Seit dem 1. Januar 2016 führe ich ein öffentliches Tagebuch, das in jedem Jahr unter einem wechselnden Titel erscheint. In diesem Jahr lautet das Motto «Schäumende Tage». Tagebucheinträge aus den vorangegangenen Jahren sind archiviert bei waahr.de

22.2.

Die F.A.Z. hat heute im Feuilleton einen Text mit der Überschrift «Die Mauer in den Bäuchen» — sagt mit Friederike, beziehungsweise hat sie mir den Artikel ausgeschnitten und auf dem Schreibtisch hinterlassen, um es mir auf diesem Wege auszurichten.

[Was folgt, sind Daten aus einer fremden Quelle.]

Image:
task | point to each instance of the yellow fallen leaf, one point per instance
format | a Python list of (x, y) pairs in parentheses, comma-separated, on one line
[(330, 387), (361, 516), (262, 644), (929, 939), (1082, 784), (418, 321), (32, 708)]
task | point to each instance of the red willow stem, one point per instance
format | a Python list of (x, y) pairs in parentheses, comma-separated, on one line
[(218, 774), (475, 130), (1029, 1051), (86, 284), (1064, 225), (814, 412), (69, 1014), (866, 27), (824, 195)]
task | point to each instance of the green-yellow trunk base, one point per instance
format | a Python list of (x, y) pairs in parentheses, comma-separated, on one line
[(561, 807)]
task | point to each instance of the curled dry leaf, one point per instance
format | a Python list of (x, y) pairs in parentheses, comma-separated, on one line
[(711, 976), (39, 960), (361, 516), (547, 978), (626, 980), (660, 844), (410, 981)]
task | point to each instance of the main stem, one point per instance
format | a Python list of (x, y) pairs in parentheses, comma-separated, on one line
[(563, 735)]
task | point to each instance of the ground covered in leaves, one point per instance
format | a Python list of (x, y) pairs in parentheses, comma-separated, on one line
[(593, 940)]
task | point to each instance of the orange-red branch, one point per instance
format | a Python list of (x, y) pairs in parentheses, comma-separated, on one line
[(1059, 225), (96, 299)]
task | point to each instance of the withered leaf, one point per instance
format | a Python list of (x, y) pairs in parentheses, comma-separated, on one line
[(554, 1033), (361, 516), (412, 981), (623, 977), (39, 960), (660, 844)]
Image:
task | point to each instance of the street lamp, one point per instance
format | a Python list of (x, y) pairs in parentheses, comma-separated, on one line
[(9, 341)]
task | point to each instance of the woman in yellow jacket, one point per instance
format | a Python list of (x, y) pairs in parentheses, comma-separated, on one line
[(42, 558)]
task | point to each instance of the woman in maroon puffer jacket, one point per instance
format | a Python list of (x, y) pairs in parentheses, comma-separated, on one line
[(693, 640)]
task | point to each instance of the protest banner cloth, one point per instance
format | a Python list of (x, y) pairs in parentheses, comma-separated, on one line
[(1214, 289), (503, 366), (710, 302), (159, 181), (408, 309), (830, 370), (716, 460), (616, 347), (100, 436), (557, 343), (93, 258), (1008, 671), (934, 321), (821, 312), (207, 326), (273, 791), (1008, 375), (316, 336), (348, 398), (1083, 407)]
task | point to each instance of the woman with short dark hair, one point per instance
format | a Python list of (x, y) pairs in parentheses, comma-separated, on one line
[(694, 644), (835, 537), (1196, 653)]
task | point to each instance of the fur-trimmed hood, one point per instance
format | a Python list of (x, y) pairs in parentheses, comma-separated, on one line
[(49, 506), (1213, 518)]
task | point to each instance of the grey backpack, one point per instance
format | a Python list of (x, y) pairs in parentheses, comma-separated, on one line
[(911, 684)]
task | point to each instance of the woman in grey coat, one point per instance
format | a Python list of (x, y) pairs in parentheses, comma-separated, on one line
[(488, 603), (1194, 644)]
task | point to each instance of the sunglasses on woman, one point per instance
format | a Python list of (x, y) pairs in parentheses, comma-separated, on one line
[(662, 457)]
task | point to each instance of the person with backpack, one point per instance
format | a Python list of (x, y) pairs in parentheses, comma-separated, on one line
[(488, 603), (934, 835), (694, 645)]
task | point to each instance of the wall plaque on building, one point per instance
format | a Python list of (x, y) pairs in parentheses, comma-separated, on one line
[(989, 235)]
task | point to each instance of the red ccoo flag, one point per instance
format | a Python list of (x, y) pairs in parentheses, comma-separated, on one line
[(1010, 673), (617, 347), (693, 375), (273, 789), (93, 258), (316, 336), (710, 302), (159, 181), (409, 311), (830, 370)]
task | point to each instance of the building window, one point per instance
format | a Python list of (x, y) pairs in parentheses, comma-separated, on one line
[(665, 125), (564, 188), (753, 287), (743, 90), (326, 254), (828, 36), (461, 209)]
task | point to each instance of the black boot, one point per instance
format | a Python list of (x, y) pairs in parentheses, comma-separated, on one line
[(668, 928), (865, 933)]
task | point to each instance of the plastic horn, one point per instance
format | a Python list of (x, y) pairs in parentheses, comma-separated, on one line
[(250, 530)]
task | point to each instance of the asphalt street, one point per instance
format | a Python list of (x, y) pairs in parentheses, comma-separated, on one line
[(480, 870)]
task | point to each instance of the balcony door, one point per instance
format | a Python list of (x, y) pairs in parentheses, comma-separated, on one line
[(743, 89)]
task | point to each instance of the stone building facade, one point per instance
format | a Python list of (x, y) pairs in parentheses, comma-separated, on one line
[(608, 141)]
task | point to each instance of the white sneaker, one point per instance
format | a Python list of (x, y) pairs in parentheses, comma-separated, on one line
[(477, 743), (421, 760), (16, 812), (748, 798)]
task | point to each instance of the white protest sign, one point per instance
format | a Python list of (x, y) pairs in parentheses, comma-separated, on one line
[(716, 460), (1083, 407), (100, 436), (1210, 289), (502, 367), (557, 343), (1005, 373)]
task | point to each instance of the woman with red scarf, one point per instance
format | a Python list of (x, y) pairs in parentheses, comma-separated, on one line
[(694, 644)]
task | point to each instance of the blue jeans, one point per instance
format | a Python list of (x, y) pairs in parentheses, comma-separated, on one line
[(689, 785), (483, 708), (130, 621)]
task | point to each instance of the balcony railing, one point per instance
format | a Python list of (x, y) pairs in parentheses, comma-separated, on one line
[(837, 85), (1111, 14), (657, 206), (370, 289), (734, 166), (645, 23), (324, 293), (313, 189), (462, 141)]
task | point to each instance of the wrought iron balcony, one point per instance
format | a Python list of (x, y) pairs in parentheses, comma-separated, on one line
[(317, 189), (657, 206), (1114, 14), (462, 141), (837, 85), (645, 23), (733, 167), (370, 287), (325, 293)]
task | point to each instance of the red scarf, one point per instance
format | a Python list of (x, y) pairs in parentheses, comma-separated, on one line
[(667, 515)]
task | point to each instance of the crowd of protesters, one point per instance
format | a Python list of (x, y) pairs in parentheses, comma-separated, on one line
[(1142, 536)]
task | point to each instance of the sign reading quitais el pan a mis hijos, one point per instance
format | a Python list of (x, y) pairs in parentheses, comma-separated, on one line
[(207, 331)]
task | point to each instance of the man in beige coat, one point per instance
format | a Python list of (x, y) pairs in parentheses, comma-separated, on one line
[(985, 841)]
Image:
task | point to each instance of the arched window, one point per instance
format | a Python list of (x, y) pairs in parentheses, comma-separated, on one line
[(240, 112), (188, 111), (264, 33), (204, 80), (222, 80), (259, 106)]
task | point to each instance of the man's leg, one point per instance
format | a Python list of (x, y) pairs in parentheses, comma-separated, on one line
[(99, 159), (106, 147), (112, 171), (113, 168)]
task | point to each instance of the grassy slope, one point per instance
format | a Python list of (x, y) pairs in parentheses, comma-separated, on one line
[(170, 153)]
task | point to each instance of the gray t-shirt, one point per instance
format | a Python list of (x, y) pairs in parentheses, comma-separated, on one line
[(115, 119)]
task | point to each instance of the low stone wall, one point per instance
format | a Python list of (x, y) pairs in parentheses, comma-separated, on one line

Diese Mauer existiert gewiß. Sie hat, wie alle Mauern, auch zwei Seiten. Als wir am Wochenende auf der anderen Seite waren, gab es dort in dieser kleinen Ortschaft einen neuen Imbiss. Betrieben wird er von einem Auswanderer Nordmazedoniens, den Bojko Borrisow «der guten Ordnung halber» als einen seiner Westbulgaren bezeichnen würde. Umso weniger erstaunlich also, dass dieser Einwanderer ins Hinterland von Nordhausen seinen Döner nicht etwa als Gyros anpreist, sondern auf die Schaufensterscheibe des ehemaligen «Stöberstübchens» den seltsam scheinpräzise tönenden Begriff Drehspieß appliziert hat.

Bei Durchsicht seiner Speisekarte häutet sich deren Zwiebel dergestalt, dass er sich bei deren Abfassung wohl von einem im Ostdeutschen sattelfesten Zeitgenossen beraten ließ: So werden unter anderem auch diverse «Roller» aufgeführt, womit die landläufig als Dürum bestellten Fladenbrote gemeint sein werden. Beim sogenannten Würzfleisch-Roller (auf Wunsch auch mit Drehspiess) wähnt man sich im östlichen Kannitverstan.

Aber hüben wie drüben endlich wieder Baumschatten an den Wänden der Häuser. Amselstimmen läuten den Abend ein.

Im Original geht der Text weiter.